"Well, we're safe enough now," came back the voice above, which any of his acquaintances would have recognized as Jack Curtiss'. "I've got the rest of them in this other sack. Here, take this one when I drop it."
Bill made a bungling effort to catch the heavy receptacle that fell following Jack's warning, but in the darkness he failed, and it crashed down with quite a clatter.
"Look out!" warned Jack anxiously, "some one might hear that."
"Not in this peaceful community.
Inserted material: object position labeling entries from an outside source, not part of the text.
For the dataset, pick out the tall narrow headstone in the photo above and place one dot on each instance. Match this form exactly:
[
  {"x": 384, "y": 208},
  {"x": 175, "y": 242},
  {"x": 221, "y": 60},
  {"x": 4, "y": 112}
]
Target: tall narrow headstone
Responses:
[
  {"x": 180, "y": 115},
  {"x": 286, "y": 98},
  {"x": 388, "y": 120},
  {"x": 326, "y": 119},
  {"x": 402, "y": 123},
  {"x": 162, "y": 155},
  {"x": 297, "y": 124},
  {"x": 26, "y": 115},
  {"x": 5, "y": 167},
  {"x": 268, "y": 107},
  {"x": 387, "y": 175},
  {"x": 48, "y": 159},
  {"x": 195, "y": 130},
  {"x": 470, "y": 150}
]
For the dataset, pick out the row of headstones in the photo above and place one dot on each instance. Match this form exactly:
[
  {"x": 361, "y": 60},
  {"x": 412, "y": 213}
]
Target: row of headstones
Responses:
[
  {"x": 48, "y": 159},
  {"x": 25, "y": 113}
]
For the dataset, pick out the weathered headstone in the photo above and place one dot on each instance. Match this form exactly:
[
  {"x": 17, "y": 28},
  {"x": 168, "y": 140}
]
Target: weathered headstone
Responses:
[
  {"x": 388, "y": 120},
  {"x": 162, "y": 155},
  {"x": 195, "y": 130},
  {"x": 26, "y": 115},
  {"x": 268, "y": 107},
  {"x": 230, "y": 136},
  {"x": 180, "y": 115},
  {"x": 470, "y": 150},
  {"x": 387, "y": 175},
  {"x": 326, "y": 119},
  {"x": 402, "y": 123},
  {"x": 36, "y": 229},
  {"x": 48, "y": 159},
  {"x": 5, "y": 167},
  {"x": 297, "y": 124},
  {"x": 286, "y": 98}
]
You seem to forget that eleven o'clock is the very latest bedtime in Hampton."
After a brief interval Jack Curtiss himself slipped out of the side door of the armory and joined his friend on the dark sidewalk.
"Well, what's the next move on the program?" asked Bill.
"We'll sneak down Bailey's Lane—there are no lights there—to Hank's place. Sam will be waiting off there with the boat," rejoined Jack.
"Yes, if he hasn't lost his nerve," was Bill's rejoinder as they shouldered their sacks and slipped off into the deep blackness shrouding the side streets.
"Well, if he has lost it, he'll come near losing his head, too," grated out Jack, "but don't you fear, he wants that fifty too badly to go back on us."
Silently as two cats the cronies made their way down the tree-bordered thoroughfare known as Bailey's Lane and after a few minutes gained the beach.